There were already comments under our article on the allegedly sold-out Mokka-e. This information has now been confirmed with the latest developments reported in Handelsblatt. The company from Germany was offering the Mokka-e via leasing platforms at sometimes very low rates.
The official language continues to be that “some variants of the Mokka-e are already sold out” within the current model year until September 2021. However, the company has said that other equipment lines of the Mokka-e are still available for order.
This is also the case for the British market, where a spokesperson confirmed “that we do not currently have any supply issues with the new Vauxhall Mokka-e in the UK,” when speaking to electrive.
In Germany however, Opel will offer affected Mokka-e buyers a “Corsa-e with top equipment at knock-down prices” instead, Handelsblatt reports. Nevertheless, customers are said to be upset, as they neither want to wait an unforeseeable amount of time for their Mokka-e nor switch to another model since they apparently deliberately waited for the small SUV and did not order an already available Corsa-e.
The fact that Opel itself is not happy with their lack of preparation for the unexpected demand is hardly surprising, but it is no consolation for customers. According to company circles quoted by the Handelsblatt, the company is delighted to be offering such a popular model after years of flat sales. The fact that it is now not possible to meet this demand is “bitter” and the cancellations “painful”.
Opel officially opened the order books for the Mokka-e in September. Since then, the small E-SUV could also be pre-ordered, with prices in Germany starting at 32,990 euros before the German Federal government’s environmental bonus. After deducting the environmental bonus of 9,570 euros, the entry-level price of the Mokka-e drops to 23,420 euros.

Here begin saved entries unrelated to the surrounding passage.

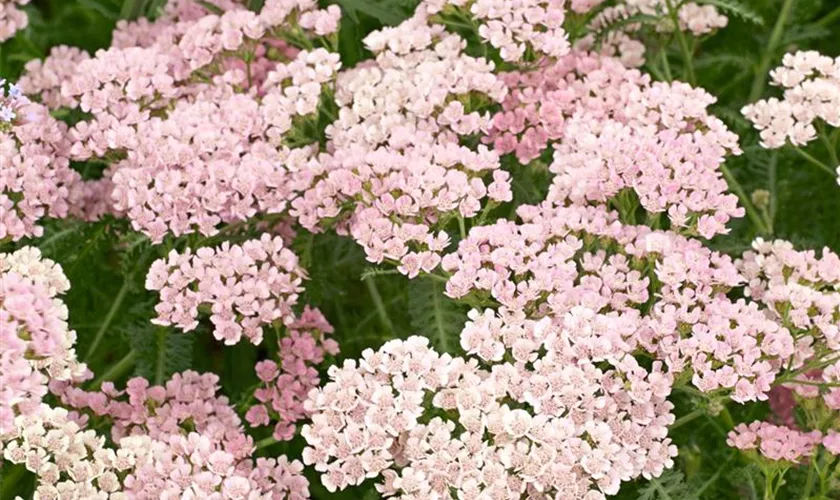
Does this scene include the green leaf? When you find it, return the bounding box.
[408,277,467,354]
[196,0,225,15]
[637,471,700,500]
[335,0,415,26]
[692,0,764,25]
[130,324,195,385]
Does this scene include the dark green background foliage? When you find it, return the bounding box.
[1,0,839,499]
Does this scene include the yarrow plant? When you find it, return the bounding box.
[1,0,839,499]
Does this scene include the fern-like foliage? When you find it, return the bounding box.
[408,277,468,355]
[691,0,764,25]
[130,323,195,385]
[637,471,700,500]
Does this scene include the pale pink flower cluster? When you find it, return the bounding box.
[145,234,305,345]
[303,309,676,498]
[547,81,743,238]
[52,371,252,457]
[442,203,793,402]
[485,51,743,237]
[111,0,247,50]
[726,421,823,462]
[778,362,840,412]
[574,7,646,68]
[12,0,343,238]
[2,391,311,498]
[1,405,137,499]
[247,306,339,441]
[486,51,648,163]
[18,46,91,110]
[0,247,84,435]
[569,0,607,12]
[737,238,840,360]
[575,0,727,68]
[824,430,840,456]
[291,12,512,276]
[743,51,840,149]
[0,99,84,241]
[0,0,29,41]
[824,361,840,410]
[110,91,278,240]
[122,433,310,499]
[103,49,340,241]
[424,0,570,62]
[624,0,728,35]
[47,368,312,498]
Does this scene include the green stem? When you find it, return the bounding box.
[457,215,466,240]
[769,152,778,232]
[697,456,735,496]
[660,49,673,82]
[801,454,817,500]
[84,280,131,362]
[89,350,137,389]
[670,408,705,430]
[817,125,839,166]
[719,406,736,430]
[255,436,279,450]
[816,4,840,27]
[749,0,795,102]
[720,164,770,234]
[365,278,394,334]
[666,0,695,85]
[793,147,837,177]
[776,355,840,384]
[764,472,776,500]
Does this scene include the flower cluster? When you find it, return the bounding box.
[485,51,743,238]
[52,371,252,457]
[291,11,512,276]
[547,80,743,238]
[442,203,793,402]
[2,405,137,499]
[12,0,343,241]
[0,0,29,42]
[737,238,840,406]
[145,234,306,345]
[0,92,85,241]
[121,433,310,499]
[726,421,824,462]
[743,51,840,149]
[486,51,648,163]
[42,367,314,498]
[17,46,91,110]
[424,0,570,62]
[738,238,840,349]
[0,247,84,435]
[303,309,677,498]
[575,0,727,68]
[246,306,339,441]
[824,430,840,456]
[2,395,311,498]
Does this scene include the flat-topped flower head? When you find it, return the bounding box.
[743,51,840,149]
[727,421,823,463]
[303,309,676,498]
[0,248,83,435]
[146,234,306,345]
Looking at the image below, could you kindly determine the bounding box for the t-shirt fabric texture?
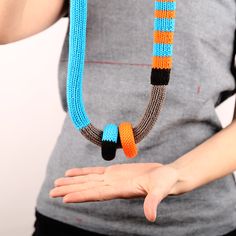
[36,1,236,235]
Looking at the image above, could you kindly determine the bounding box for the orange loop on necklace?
[118,122,138,158]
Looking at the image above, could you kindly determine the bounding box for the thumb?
[143,192,162,222]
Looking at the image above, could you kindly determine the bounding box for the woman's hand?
[49,163,183,222]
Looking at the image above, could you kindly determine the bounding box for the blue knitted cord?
[154,18,175,32]
[153,43,173,57]
[102,124,118,143]
[67,0,90,130]
[154,1,176,11]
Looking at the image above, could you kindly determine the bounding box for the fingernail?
[49,191,54,198]
[63,197,69,203]
[151,214,157,222]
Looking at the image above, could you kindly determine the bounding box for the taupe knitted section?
[80,85,167,148]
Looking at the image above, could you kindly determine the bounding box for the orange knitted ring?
[118,122,138,158]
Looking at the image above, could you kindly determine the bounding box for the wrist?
[166,160,195,195]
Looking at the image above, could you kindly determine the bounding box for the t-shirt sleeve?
[63,1,69,17]
[230,29,236,94]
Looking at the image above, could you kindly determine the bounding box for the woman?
[1,0,236,235]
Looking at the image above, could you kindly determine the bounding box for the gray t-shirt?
[36,1,236,235]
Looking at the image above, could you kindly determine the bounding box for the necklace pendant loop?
[101,124,118,161]
[119,122,138,159]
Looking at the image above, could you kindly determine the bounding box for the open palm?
[50,163,180,222]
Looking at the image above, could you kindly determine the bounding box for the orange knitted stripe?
[154,10,176,19]
[152,56,172,69]
[154,0,175,2]
[153,31,174,44]
[119,122,138,158]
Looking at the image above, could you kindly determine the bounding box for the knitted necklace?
[67,0,176,161]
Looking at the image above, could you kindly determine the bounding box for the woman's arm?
[49,113,236,222]
[168,117,236,194]
[0,0,68,44]
[49,100,236,222]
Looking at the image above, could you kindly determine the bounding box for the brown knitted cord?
[80,85,166,148]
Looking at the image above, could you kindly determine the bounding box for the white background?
[0,18,235,236]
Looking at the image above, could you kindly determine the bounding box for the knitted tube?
[67,0,90,129]
[101,124,118,161]
[151,0,176,85]
[80,85,166,147]
[119,122,138,158]
[67,0,176,149]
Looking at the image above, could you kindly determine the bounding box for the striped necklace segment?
[66,0,176,161]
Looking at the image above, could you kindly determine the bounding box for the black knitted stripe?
[101,141,117,161]
[151,68,171,85]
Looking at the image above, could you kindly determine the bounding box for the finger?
[65,166,106,177]
[142,166,179,222]
[49,181,104,198]
[63,181,137,203]
[143,193,162,222]
[143,185,169,223]
[54,174,104,187]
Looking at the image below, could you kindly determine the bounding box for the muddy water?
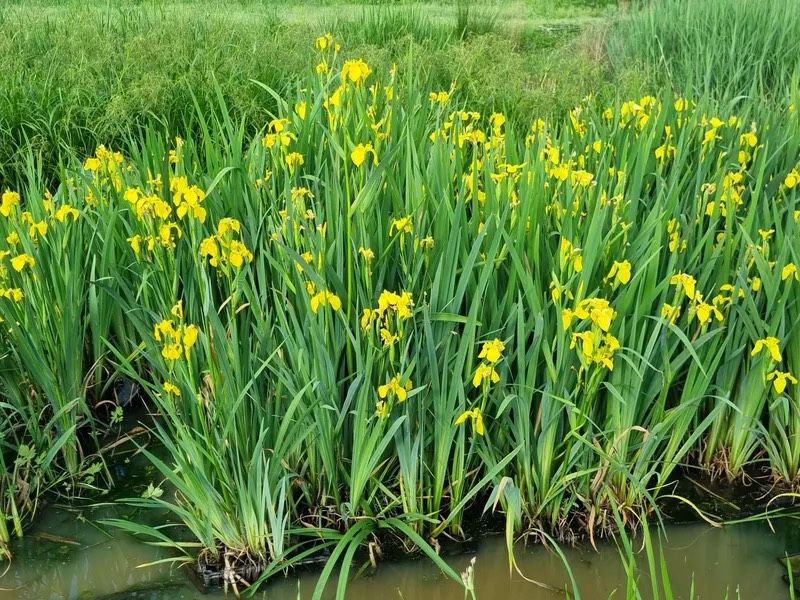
[0,503,794,600]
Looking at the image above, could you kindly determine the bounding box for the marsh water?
[1,500,796,600]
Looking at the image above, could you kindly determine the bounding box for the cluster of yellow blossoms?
[0,190,21,217]
[375,375,413,418]
[199,218,254,269]
[124,187,168,220]
[752,337,797,395]
[7,253,35,272]
[308,283,342,314]
[703,171,744,217]
[454,339,506,437]
[455,407,485,436]
[666,272,738,327]
[162,380,181,397]
[605,260,632,287]
[785,166,800,189]
[472,339,504,388]
[429,110,488,146]
[153,302,199,362]
[262,117,296,150]
[618,96,659,130]
[667,218,687,253]
[559,238,584,274]
[315,35,393,138]
[0,193,28,306]
[0,189,81,291]
[124,175,207,257]
[351,143,378,168]
[562,298,620,371]
[542,141,595,188]
[0,287,23,302]
[83,145,125,192]
[128,225,180,255]
[389,215,413,237]
[170,176,207,222]
[361,290,414,347]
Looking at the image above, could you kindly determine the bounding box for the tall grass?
[326,3,499,46]
[327,7,453,47]
[611,0,800,103]
[0,2,625,185]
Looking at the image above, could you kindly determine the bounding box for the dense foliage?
[1,1,799,598]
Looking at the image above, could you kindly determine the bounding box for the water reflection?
[0,509,792,600]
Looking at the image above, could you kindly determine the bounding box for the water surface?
[0,504,793,600]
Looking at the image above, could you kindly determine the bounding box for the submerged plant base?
[194,548,267,590]
[190,472,800,595]
[662,465,797,523]
[187,501,645,592]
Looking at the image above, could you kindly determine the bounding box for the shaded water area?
[1,502,797,600]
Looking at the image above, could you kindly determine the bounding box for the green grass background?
[0,0,635,183]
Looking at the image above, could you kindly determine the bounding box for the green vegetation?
[0,1,631,184]
[0,0,799,597]
[610,0,800,103]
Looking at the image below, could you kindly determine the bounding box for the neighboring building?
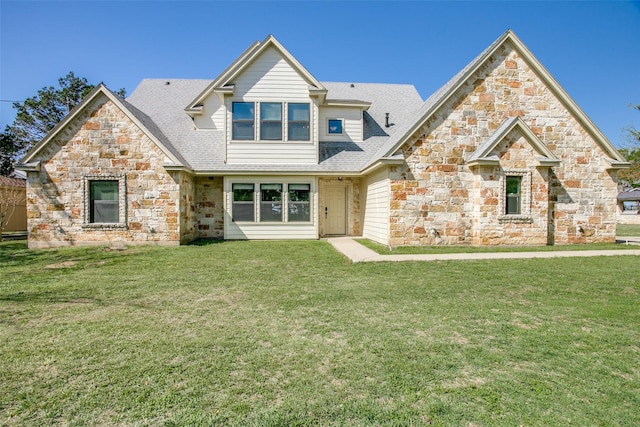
[0,175,27,233]
[18,31,629,248]
[618,188,640,224]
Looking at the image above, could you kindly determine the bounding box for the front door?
[324,186,347,235]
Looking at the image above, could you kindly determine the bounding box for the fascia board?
[21,85,184,167]
[375,30,625,166]
[377,30,513,161]
[185,40,261,109]
[506,33,627,163]
[20,84,106,164]
[471,116,559,162]
[360,158,405,176]
[324,100,372,109]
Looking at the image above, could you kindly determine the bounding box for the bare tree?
[0,178,27,241]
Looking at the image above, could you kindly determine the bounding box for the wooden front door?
[324,186,347,235]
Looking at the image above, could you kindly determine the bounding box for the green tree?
[0,72,125,176]
[0,126,18,176]
[618,104,640,188]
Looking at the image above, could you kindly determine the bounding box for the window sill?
[231,221,313,225]
[498,215,533,224]
[230,140,313,144]
[82,223,128,230]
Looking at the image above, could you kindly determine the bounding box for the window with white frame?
[230,182,311,223]
[260,183,283,222]
[288,103,310,141]
[260,102,282,140]
[231,102,310,142]
[83,175,126,228]
[232,183,255,222]
[232,102,255,140]
[288,184,311,222]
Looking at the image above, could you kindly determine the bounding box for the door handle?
[325,206,328,218]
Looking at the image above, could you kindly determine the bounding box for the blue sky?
[1,1,639,148]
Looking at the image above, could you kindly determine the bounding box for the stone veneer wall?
[194,176,224,239]
[318,177,361,236]
[388,41,618,246]
[470,131,551,246]
[26,96,182,247]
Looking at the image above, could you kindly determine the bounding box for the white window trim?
[229,101,312,143]
[82,174,127,229]
[498,169,533,223]
[228,179,314,224]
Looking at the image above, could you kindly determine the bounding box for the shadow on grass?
[188,238,225,246]
[0,290,102,305]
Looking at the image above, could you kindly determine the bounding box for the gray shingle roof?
[125,79,423,173]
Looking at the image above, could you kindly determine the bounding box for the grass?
[357,224,640,255]
[357,239,639,255]
[617,223,640,236]
[1,239,639,425]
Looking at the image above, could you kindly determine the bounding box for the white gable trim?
[19,84,184,167]
[186,35,327,112]
[466,117,561,168]
[371,30,627,169]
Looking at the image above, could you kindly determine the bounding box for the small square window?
[328,119,343,135]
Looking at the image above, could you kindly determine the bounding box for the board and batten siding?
[223,176,318,240]
[362,168,390,245]
[225,46,318,164]
[318,107,363,142]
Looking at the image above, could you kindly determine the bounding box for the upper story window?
[288,103,310,141]
[328,118,343,135]
[232,102,255,140]
[232,102,310,142]
[260,103,282,140]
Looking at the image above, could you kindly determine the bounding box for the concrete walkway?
[327,236,640,263]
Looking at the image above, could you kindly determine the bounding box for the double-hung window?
[260,103,282,140]
[288,103,310,141]
[232,102,255,140]
[260,184,283,222]
[83,175,126,228]
[505,176,522,215]
[288,184,310,222]
[232,183,255,222]
[90,180,119,223]
[231,182,311,223]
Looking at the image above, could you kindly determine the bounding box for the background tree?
[0,127,18,176]
[618,104,640,188]
[0,72,125,176]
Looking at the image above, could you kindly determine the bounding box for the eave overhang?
[15,161,41,172]
[324,99,372,110]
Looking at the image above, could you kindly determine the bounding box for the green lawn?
[617,223,640,236]
[1,240,639,426]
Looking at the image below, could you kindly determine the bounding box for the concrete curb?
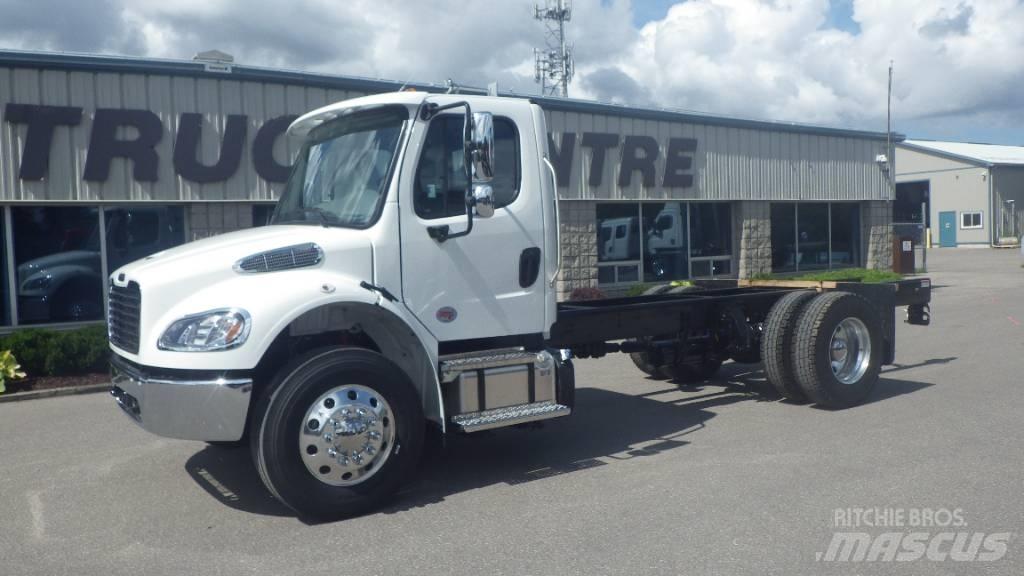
[0,383,110,404]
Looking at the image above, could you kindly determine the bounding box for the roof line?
[1,49,896,141]
[898,141,992,168]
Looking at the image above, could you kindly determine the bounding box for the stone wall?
[734,201,772,278]
[862,200,893,270]
[556,200,598,301]
[188,203,254,241]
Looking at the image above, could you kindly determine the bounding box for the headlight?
[22,274,52,291]
[158,308,251,352]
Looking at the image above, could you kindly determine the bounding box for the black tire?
[250,347,424,520]
[792,292,883,409]
[761,290,816,401]
[629,350,665,378]
[660,357,723,384]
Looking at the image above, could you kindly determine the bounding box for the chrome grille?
[108,282,141,354]
[234,243,323,273]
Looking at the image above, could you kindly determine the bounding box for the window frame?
[412,114,522,220]
[595,200,735,287]
[960,211,983,230]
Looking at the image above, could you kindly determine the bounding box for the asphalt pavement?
[1,248,1021,576]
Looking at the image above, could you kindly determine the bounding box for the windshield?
[274,106,408,228]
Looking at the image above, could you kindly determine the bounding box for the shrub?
[569,286,606,301]
[0,350,27,394]
[0,325,109,377]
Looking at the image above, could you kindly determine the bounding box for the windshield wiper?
[277,207,332,228]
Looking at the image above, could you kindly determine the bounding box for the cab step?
[451,401,571,433]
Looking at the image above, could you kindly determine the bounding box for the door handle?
[519,247,542,288]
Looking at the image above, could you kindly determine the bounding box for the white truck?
[109,92,932,519]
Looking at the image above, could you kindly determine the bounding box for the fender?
[282,298,445,430]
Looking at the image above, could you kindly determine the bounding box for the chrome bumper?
[110,355,253,442]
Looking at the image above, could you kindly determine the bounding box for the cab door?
[398,100,547,343]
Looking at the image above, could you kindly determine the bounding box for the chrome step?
[450,401,571,433]
[439,347,546,382]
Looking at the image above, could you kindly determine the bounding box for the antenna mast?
[534,0,575,98]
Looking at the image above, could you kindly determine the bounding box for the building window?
[798,203,830,271]
[830,203,861,267]
[104,206,186,273]
[642,202,687,282]
[12,206,103,324]
[961,211,983,229]
[597,201,733,285]
[597,203,641,284]
[253,204,276,227]
[0,214,9,326]
[771,202,863,273]
[414,116,519,219]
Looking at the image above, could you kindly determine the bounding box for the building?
[0,49,896,329]
[896,140,1024,248]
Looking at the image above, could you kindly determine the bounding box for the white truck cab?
[109,93,568,518]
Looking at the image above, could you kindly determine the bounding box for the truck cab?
[109,93,568,518]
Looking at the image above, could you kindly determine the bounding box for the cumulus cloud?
[1,0,1022,139]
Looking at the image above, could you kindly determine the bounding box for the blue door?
[939,211,957,247]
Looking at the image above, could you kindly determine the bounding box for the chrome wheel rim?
[299,384,395,487]
[829,317,871,385]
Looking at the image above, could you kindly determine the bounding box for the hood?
[114,224,374,292]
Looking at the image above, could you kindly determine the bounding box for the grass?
[752,268,903,283]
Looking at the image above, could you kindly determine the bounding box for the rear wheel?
[660,356,723,384]
[250,347,424,520]
[792,292,883,408]
[761,290,816,401]
[629,349,664,378]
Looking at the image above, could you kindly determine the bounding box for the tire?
[629,349,665,378]
[792,292,883,409]
[250,347,424,520]
[660,357,723,384]
[761,290,816,401]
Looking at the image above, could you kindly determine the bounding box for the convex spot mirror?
[473,185,494,218]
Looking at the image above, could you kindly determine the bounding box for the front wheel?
[250,347,424,520]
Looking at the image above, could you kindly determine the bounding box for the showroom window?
[771,203,862,273]
[1,205,189,327]
[253,204,276,227]
[11,206,103,324]
[961,211,983,229]
[597,202,733,285]
[104,206,186,273]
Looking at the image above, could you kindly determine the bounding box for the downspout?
[990,167,997,247]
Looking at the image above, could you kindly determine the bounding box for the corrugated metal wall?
[1,63,891,204]
[0,66,369,202]
[544,109,892,202]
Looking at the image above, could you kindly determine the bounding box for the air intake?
[234,243,324,273]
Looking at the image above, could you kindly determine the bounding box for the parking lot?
[1,248,1021,576]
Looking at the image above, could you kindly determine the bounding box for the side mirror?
[473,185,495,218]
[470,112,495,182]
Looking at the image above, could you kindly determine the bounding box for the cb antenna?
[534,0,574,97]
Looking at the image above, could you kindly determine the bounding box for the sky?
[0,0,1021,145]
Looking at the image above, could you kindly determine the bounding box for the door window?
[414,115,520,219]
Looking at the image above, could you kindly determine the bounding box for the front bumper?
[109,354,253,442]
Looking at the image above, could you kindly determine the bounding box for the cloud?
[1,0,1023,140]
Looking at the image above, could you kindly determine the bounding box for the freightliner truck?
[108,92,932,519]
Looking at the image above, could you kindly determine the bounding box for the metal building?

In the UK, prices for the Vauxhall Mokka-e starts from £30,840 for SE Nav Premium models after the Government Plug-in Car Grant (PiCG). With orders open, deliveries are set to begin in Great Britain in April 2021.
In terms of powertrain, the Mokka-e relies on the familiar e-drive train of the PSA Group’s e-CMP, as used in other models from the e-transporter to other SUV models such as the Peugeot e-2008 and the Corsa-e compact car. The electric motor delivers 100 kW, and the electronically limited top speed is 150 km/h. The Mokka-e electric motor should provide WLTP range of up to 324 kilometres with the 50 kWh battery.